擦肩而过的瞬间,萧执掌心紧攥。
半晌才闷闷抿住唇。
好疼,怎么会这么疼,幼时他学武受的伤、长大后入军打仗,身体所受的伤不知凡几,他却并未觉得如何。
如今却疼得让他近乎抑制不住。
萧执微微俯身,宽大掌心捂住胸口位置,钻心的疼让他呼吸都急促,面色泛白。
双眸盯着姜玉照与谢逾白离去的背影,想到席间众人夸赞他们般配的话语,便愈发刺眼。
“殿下,您没事吧殿下!”
玉墨察觉不对劲,慌忙过来,抬手搀扶住他。
萧执近些时日瘦了许多,袍服都显得略微宽大,此刻一张泛白的面容微微抬起,哑声:“无事。”

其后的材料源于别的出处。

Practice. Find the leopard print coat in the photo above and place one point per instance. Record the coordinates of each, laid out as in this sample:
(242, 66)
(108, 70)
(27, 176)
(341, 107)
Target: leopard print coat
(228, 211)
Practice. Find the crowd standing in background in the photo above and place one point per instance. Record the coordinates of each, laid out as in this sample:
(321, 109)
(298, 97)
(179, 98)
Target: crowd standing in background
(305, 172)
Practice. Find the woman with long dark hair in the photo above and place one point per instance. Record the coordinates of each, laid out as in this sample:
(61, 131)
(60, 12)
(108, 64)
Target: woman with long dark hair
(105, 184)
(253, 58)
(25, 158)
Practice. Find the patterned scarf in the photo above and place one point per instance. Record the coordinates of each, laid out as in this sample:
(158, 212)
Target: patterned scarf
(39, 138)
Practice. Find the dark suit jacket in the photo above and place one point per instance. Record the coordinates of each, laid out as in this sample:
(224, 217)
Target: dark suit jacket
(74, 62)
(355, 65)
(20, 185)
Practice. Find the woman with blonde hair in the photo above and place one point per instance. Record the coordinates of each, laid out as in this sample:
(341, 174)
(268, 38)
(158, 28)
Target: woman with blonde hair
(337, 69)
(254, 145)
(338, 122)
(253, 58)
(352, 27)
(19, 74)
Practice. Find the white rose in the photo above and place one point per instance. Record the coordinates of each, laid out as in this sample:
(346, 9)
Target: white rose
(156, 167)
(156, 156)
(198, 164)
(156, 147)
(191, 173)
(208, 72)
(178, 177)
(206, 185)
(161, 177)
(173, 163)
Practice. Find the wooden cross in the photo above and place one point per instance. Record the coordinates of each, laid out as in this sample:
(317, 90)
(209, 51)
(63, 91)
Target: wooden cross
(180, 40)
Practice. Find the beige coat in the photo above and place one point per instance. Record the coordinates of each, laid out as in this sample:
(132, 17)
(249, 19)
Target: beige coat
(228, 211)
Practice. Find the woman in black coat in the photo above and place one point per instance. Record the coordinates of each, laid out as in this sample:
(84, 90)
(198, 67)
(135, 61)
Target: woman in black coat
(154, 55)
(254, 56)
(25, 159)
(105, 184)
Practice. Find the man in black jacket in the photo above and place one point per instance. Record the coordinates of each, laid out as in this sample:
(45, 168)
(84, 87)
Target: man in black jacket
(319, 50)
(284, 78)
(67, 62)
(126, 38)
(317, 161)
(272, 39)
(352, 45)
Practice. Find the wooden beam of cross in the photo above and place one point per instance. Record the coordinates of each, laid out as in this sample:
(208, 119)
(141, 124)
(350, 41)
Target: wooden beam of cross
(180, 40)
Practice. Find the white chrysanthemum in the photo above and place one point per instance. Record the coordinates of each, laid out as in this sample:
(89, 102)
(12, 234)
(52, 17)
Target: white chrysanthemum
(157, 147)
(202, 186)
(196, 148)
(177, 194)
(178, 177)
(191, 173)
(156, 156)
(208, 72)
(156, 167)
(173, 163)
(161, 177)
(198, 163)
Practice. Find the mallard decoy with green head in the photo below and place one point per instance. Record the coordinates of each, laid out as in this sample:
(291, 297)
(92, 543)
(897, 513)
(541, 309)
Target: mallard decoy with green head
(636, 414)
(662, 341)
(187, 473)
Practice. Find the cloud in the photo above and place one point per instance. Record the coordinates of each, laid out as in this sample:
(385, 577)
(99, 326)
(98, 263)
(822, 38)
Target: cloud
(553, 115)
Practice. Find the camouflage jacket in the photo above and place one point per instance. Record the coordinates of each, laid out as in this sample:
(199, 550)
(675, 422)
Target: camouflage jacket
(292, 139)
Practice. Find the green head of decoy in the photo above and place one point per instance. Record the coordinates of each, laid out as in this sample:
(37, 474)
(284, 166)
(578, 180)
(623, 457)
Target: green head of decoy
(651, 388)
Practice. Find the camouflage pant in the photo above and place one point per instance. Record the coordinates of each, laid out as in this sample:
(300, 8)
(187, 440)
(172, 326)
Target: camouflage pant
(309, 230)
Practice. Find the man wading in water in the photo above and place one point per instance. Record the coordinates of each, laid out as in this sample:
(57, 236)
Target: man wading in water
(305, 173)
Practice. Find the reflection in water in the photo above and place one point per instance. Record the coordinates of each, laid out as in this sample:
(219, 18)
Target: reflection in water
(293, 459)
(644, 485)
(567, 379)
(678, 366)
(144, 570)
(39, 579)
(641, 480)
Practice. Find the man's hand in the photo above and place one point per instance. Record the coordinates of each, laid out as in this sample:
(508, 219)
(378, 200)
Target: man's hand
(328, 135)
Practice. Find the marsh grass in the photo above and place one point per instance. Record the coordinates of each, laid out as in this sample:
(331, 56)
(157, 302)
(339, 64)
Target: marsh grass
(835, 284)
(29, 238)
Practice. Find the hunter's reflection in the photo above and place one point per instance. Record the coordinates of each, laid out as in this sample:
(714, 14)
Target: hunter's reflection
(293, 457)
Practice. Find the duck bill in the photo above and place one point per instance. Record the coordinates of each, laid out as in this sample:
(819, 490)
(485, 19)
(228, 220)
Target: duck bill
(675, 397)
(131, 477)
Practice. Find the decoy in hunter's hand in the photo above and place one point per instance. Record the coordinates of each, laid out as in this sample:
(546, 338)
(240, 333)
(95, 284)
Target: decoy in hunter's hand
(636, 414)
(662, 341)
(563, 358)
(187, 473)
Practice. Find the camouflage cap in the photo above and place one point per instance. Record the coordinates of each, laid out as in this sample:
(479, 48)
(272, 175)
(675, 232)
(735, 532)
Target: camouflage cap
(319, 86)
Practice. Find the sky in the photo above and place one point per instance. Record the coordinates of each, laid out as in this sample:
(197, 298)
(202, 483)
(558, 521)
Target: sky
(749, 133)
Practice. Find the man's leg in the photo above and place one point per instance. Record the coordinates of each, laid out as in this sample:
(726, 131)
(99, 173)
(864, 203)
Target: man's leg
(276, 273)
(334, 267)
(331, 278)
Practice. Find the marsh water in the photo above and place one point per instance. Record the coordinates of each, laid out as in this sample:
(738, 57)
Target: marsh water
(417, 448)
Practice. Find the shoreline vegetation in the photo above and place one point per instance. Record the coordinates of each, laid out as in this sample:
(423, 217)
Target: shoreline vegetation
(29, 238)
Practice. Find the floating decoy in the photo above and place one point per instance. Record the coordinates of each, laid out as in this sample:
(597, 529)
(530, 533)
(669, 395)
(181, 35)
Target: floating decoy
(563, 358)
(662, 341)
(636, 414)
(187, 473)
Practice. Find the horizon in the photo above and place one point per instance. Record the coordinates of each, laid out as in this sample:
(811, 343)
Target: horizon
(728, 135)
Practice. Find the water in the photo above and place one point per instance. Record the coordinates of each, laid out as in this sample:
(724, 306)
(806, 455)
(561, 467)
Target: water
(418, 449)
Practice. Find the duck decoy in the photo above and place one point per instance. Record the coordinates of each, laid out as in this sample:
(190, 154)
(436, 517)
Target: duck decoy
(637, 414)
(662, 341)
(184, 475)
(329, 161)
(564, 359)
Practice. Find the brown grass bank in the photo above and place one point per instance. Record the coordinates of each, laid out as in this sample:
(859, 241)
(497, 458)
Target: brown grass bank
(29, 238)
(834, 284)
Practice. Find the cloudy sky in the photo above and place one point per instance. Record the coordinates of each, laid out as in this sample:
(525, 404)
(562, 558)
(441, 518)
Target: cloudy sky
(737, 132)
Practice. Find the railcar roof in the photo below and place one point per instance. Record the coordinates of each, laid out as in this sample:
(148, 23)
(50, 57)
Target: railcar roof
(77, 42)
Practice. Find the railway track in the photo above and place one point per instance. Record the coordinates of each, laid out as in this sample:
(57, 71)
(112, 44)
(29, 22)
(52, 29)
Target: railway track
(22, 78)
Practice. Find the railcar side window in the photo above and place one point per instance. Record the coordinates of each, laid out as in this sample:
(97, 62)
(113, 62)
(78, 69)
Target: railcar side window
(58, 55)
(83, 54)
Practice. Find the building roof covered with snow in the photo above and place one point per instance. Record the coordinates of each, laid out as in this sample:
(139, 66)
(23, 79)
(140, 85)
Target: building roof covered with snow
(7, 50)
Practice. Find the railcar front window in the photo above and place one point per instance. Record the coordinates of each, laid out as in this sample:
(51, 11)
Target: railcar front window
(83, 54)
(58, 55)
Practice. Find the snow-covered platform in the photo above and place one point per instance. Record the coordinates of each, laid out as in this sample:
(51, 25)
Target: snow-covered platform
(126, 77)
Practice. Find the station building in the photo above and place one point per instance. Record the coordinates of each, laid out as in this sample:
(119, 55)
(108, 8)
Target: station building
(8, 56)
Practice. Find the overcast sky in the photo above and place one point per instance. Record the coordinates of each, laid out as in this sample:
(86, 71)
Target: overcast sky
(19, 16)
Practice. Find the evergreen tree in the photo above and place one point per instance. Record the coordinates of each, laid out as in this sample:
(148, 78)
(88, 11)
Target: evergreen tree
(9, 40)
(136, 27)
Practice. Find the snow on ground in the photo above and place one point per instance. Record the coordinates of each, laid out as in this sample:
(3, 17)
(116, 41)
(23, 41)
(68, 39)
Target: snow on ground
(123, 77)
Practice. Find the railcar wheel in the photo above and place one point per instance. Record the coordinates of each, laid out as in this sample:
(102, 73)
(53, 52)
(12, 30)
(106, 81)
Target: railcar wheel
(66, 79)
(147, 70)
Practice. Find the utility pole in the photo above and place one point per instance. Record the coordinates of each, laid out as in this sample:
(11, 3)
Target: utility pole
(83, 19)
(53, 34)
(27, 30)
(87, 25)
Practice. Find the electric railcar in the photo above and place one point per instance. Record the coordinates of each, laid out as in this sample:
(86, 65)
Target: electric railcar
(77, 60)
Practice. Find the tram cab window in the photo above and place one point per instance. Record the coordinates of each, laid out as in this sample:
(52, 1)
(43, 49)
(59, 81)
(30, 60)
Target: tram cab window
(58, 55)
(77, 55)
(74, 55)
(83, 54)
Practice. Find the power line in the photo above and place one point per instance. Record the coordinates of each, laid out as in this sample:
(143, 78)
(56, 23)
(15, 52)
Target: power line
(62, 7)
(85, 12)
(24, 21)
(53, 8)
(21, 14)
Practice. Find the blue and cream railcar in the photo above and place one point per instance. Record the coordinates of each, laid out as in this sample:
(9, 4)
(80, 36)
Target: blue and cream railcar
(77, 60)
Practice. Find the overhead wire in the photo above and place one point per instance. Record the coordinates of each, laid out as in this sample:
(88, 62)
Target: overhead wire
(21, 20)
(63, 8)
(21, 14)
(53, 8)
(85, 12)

话虽如此,他的眼却一眼不眨地依旧紧紧盯着远处的二人背影,即便夜色中已经瞧不清楚了,他也丝毫不肯挪开眼。
……
姜玉照此次去参加宴会并未带阿曜一起,阿曜本就不喜拘束,不喜那般场合,再加上晚宴一般是他快要入睡的时辰,姜玉照便没有惊扰他。
回去沈倦的将军府后,姜玉照回屋,瞧见阿曜许是练剑累了,趴在她的床上,卷着被子沉沉睡去了,小脸蛋微微泛着红,甚是可爱。
姜玉照抬手帮他整理盖好被子,又帮其捋了捋略微凌乱的发丝,这才勾起唇角。
“小姐,这……”
服侍的丫鬟入内,瞧见情况,忍不住出声。
“无事,等下我将他抱回去即可。”
阿曜如今已五岁,许是从小便跟着沈倦谢逾白习武的缘故,体量略重,姜玉照将他抱到他的房间,略微有些吃力。
“下回,要看着少吃点东西了,怪重的。”
姜玉照捏了捏他的面颊,轻笑着很快回了她的屋子。
刚开始得知怀孕的时候,她曾有过极端的想要将其打掉的想法,后来因着萧执的缘故,她也曾有过不喜的念头,但一切都随着阿曜的诞生,看着那张红扑扑皱巴巴的小脸而消散。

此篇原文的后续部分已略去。